Parvovirus is one of the most devastating diseases that can infect your puppy. Parvovirus, or parvo as it’s more commonly known, attacks the digestive system of your puppy, killing off the small villi in the stomach and intestines, causing severe vomiting, diarrhea, dehydration and the inability to retain nutrients. Puppies can survive parvo, but only if it is caught early on and treated quickly. Caring for a puppy with parvo can take considerable time and effort, but having a happy, healthy puppy is well worth the effort.
Things You'll Need
- Old blankets
- Puppy training pads
- Gatorade or Pedialyte
- Baby food
- Large syringe
- Kennel disinfectant
Take your puppy to the veterinarian as soon as you notice any signs of illness such as vomiting or lethargy. Parvo is a very fast-acting virus and your puppy can die if it is not treated promptly. Your vet will treat the puppy with intravenous fluids and medication, and send him home with you for further care.
Set up your pup’s crate in an easy to clean area such as the bathroom. Puppies with parvo often vomit and have recurring diarrhea, so the fewer surfaces to wipe down the easier cleaning up after him will be.
Line his crate with an old blanket and a few puppy training pads. The training pads will catch the majority of the mess and the blanket will make your puppy more comfortable while in the crate. Make sure the blanket is one you do not want to keep, as you will need to throw it away once your puppy recovers.
Offer your puppy a bowl of Gatorade or Pedialyte. Puppies with parvo often suffer from dehydration, and both of these drinks are full of vitamins and electrolytes that will help your puppy stabilize and begin the healing process. If he will not drink it readily, fill a large syringe with the liquid and force feed him by injecting small amounts into his mouth.
Feed your puppy small amounts of baby food as soon as he shows interest in food. Parvo suppresses the appetite and most puppies will not want to eat for a day or two, so don’t be discouraged if he refuses. Offer him a spoonful of baby food at a time, gently opening his mouth and placing the food on his tongue until he learns to lick it from the spoon himself. As he shows more appetite, add in a few handfuls of his normal food with the baby food every day until he resumes his normal feeding routine.

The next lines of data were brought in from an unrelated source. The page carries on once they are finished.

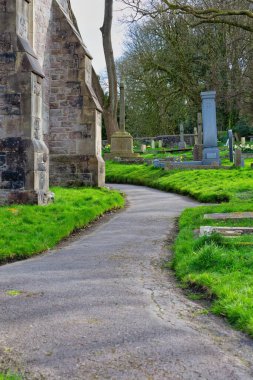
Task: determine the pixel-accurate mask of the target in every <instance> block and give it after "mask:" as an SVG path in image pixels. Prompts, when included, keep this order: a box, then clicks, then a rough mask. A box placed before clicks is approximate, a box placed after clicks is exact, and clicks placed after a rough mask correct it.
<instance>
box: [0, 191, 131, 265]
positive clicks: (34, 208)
mask: <svg viewBox="0 0 253 380" xmlns="http://www.w3.org/2000/svg"><path fill="white" fill-rule="evenodd" d="M52 191H53V192H54V193H55V202H54V203H52V204H50V205H48V206H45V207H41V206H28V205H17V206H6V207H0V230H1V236H0V264H2V263H5V262H9V261H15V260H21V259H24V258H28V257H30V256H32V255H34V254H37V253H40V252H43V251H46V250H48V249H50V248H52V247H54V246H55V245H56V244H57V243H59V242H60V241H61V240H62V239H64V238H66V237H68V236H69V235H70V234H71V233H72V232H74V231H75V230H77V229H81V228H84V227H85V226H87V225H89V223H91V222H92V221H94V220H96V219H97V218H99V217H100V216H101V215H103V214H104V213H106V212H107V211H110V210H113V209H116V208H122V207H123V206H124V198H123V197H122V195H120V193H118V192H117V191H110V190H108V189H106V188H102V189H95V188H93V189H92V188H76V189H74V188H72V189H71V188H68V189H67V188H60V187H56V188H53V189H52Z"/></svg>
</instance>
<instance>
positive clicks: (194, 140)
mask: <svg viewBox="0 0 253 380" xmlns="http://www.w3.org/2000/svg"><path fill="white" fill-rule="evenodd" d="M194 145H198V128H196V127H194Z"/></svg>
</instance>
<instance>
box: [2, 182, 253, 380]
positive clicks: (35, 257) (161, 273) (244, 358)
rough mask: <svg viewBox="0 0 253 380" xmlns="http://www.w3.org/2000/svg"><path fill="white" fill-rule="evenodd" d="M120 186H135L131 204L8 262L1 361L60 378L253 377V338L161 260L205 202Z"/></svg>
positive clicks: (52, 378)
mask: <svg viewBox="0 0 253 380" xmlns="http://www.w3.org/2000/svg"><path fill="white" fill-rule="evenodd" d="M114 187H115V188H118V189H120V190H122V191H124V192H125V193H126V194H127V197H128V201H129V204H128V206H127V208H126V209H125V210H124V211H121V212H119V213H117V214H115V215H114V216H112V217H111V218H109V219H105V220H104V221H103V222H102V223H99V224H98V225H96V226H95V227H94V228H92V229H90V231H88V232H87V231H84V232H83V233H81V235H80V236H79V237H78V238H77V239H74V240H72V241H69V242H67V243H66V244H64V245H63V246H60V247H58V248H56V249H55V250H52V251H50V252H48V253H45V254H43V255H40V256H37V257H34V258H32V259H29V260H27V261H22V262H16V263H14V264H9V265H5V266H2V267H0V305H1V308H0V369H5V368H10V367H11V368H12V369H14V370H21V371H22V372H23V374H24V375H25V378H27V379H50V380H51V379H52V380H58V379H65V378H69V379H72V380H78V379H84V380H86V379H88V380H89V379H115V380H116V379H127V380H130V379H138V380H142V379H147V380H160V379H171V380H179V379H180V380H189V379H193V380H195V379H210V380H211V379H212V380H214V379H215V380H225V379H230V380H237V379H243V380H247V379H252V378H253V366H252V362H253V355H252V354H253V343H252V340H251V339H249V338H247V337H246V336H245V335H244V334H241V333H239V332H236V331H234V330H233V329H231V328H230V327H229V326H228V325H227V323H226V322H225V321H223V320H222V319H221V318H217V317H215V316H212V315H206V313H205V309H204V308H203V306H201V305H200V304H199V303H196V302H194V301H190V300H188V299H187V298H186V296H185V295H184V293H183V292H182V290H181V289H180V288H179V286H178V284H177V282H176V281H175V279H174V275H173V273H171V272H170V271H163V270H161V263H162V262H163V260H164V259H166V258H168V257H169V256H170V254H171V253H170V251H169V249H168V247H167V246H166V244H165V242H166V240H167V239H170V238H171V235H172V234H173V233H174V232H173V229H174V223H175V218H176V217H178V216H179V214H180V213H181V212H182V210H183V209H184V208H186V207H194V206H196V205H198V203H197V202H195V201H193V200H190V199H189V198H186V197H181V196H179V195H175V194H169V193H165V192H161V191H158V190H154V189H149V188H145V187H138V186H130V185H114ZM10 290H17V292H16V293H15V292H14V295H10V294H12V293H8V291H10Z"/></svg>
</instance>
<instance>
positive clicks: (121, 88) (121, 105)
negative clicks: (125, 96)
mask: <svg viewBox="0 0 253 380" xmlns="http://www.w3.org/2000/svg"><path fill="white" fill-rule="evenodd" d="M125 113H126V105H125V84H124V82H123V81H121V83H120V124H119V127H120V130H119V131H117V132H115V133H114V134H113V135H112V137H111V153H108V154H106V155H105V158H108V159H113V158H115V157H120V158H130V157H137V154H135V153H134V151H133V137H132V136H131V135H130V133H128V132H126V125H125V119H126V116H125Z"/></svg>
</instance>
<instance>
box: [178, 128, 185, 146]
mask: <svg viewBox="0 0 253 380" xmlns="http://www.w3.org/2000/svg"><path fill="white" fill-rule="evenodd" d="M178 148H179V149H185V148H186V143H185V141H184V125H183V123H181V124H180V142H179V144H178Z"/></svg>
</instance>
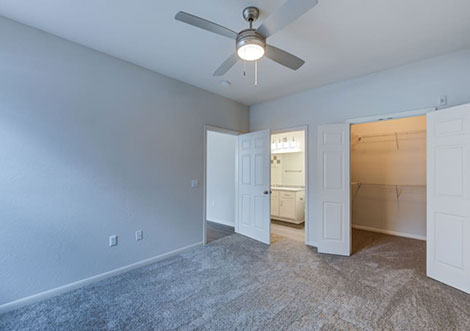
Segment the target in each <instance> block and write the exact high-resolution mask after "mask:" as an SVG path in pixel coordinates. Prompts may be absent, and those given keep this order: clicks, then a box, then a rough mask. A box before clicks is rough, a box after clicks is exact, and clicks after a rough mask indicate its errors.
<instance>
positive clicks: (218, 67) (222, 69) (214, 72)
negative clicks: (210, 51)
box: [214, 53, 238, 76]
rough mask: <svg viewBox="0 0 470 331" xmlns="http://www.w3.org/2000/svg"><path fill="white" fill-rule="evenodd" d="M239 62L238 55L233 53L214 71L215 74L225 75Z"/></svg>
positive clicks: (217, 75)
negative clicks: (228, 57)
mask: <svg viewBox="0 0 470 331" xmlns="http://www.w3.org/2000/svg"><path fill="white" fill-rule="evenodd" d="M237 62H238V55H237V54H235V53H233V54H232V55H230V57H229V58H228V59H227V60H225V61H224V63H222V64H221V65H220V67H218V68H217V70H216V71H215V72H214V76H223V75H225V73H226V72H227V71H229V70H230V68H232V67H233V66H234V65H235V63H237Z"/></svg>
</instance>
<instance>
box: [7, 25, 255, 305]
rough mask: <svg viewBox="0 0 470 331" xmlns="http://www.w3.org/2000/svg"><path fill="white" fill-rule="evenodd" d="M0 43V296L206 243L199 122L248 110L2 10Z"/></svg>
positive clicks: (226, 117)
mask: <svg viewBox="0 0 470 331" xmlns="http://www.w3.org/2000/svg"><path fill="white" fill-rule="evenodd" d="M0 45H1V47H0V183H1V184H0V222H1V231H0V304H2V303H6V302H9V301H12V300H16V299H19V298H23V297H26V296H30V295H32V294H35V293H38V292H42V291H45V290H49V289H52V288H55V287H57V286H61V285H64V284H68V283H70V282H74V281H77V280H80V279H83V278H86V277H90V276H93V275H96V274H100V273H103V272H106V271H109V270H112V269H115V268H119V267H122V266H125V265H128V264H131V263H134V262H137V261H141V260H143V259H146V258H149V257H153V256H156V255H160V254H163V253H166V252H169V251H172V250H175V249H178V248H181V247H185V246H188V245H191V244H194V243H198V242H201V241H202V224H203V222H202V221H203V210H202V209H203V203H204V202H203V194H202V188H201V187H199V188H196V189H191V185H190V184H191V179H198V180H200V181H201V180H202V178H203V148H204V147H203V142H204V129H203V128H204V124H210V125H214V126H220V127H226V128H230V129H233V130H238V131H246V130H247V129H248V109H247V107H245V106H242V105H240V104H238V103H236V102H233V101H230V100H228V99H225V98H222V97H219V96H216V95H214V94H211V93H209V92H206V91H203V90H201V89H198V88H195V87H193V86H190V85H187V84H184V83H182V82H179V81H176V80H172V79H169V78H167V77H164V76H162V75H159V74H156V73H154V72H151V71H148V70H145V69H143V68H140V67H137V66H135V65H131V64H129V63H127V62H124V61H121V60H118V59H115V58H112V57H109V56H107V55H104V54H102V53H98V52H95V51H93V50H90V49H87V48H85V47H81V46H79V45H76V44H73V43H71V42H68V41H65V40H62V39H59V38H57V37H54V36H52V35H49V34H46V33H43V32H41V31H39V30H35V29H32V28H29V27H26V26H24V25H21V24H18V23H15V22H12V21H10V20H7V19H5V18H0ZM138 229H142V230H143V231H144V240H142V241H136V240H135V238H134V233H135V231H136V230H138ZM111 234H117V235H118V236H119V240H118V242H119V244H118V246H116V247H112V248H109V247H108V236H109V235H111Z"/></svg>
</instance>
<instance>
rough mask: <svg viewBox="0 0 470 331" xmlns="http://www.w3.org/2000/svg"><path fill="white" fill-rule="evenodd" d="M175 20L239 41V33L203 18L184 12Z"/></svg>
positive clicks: (175, 18)
mask: <svg viewBox="0 0 470 331" xmlns="http://www.w3.org/2000/svg"><path fill="white" fill-rule="evenodd" d="M175 19H176V20H178V21H181V22H183V23H187V24H190V25H194V26H196V27H198V28H201V29H204V30H207V31H210V32H214V33H217V34H220V35H222V36H225V37H228V38H231V39H237V36H238V33H236V32H235V31H232V30H230V29H228V28H226V27H224V26H222V25H219V24H217V23H214V22H211V21H208V20H206V19H203V18H201V17H198V16H194V15H191V14H188V13H186V12H184V11H180V12H178V13H177V14H176V16H175Z"/></svg>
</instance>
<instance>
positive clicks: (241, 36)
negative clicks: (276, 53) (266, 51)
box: [235, 29, 266, 51]
mask: <svg viewBox="0 0 470 331" xmlns="http://www.w3.org/2000/svg"><path fill="white" fill-rule="evenodd" d="M253 44H255V45H259V46H261V47H263V48H266V38H265V37H263V36H262V35H261V34H259V33H257V32H256V31H255V30H254V29H246V30H243V31H240V32H239V33H238V37H237V40H236V43H235V48H236V50H237V51H238V49H239V48H240V47H242V46H244V45H253Z"/></svg>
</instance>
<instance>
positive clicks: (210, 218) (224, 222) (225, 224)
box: [207, 217, 235, 227]
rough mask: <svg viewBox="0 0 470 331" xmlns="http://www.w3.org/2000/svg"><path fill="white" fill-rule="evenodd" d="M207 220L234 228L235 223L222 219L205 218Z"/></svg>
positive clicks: (211, 217)
mask: <svg viewBox="0 0 470 331" xmlns="http://www.w3.org/2000/svg"><path fill="white" fill-rule="evenodd" d="M207 220H208V221H209V222H214V223H219V224H223V225H227V226H233V227H234V226H235V222H230V221H227V220H224V219H222V218H217V217H207Z"/></svg>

Disinfect the entire area as soon as your puppy shows no more signs of illness. Throw away the blanket and wipe down any surfaces that your puppy came in contact with. A kennel disinfectant purchased from your local pet store or vet’s office is designed to kill off germs and the parvovirus and will help prevent any other pets from becoming infected.
Tips & Warnings
- Be sure to wash your hands thoroughly with antibacterial soap after handling your puppy. Parvo cannot be transmitted to humans but you can spread the virus throughout your home if you are not careful.
- Never allow a sick puppy to come in contact with your other healthy pets. The parvovirus is highly contagious and can quickly infect entire households if proper precautions are not taken. Isolate your puppy as soon as you notice signs of illness and get him to the vet as soon as possible.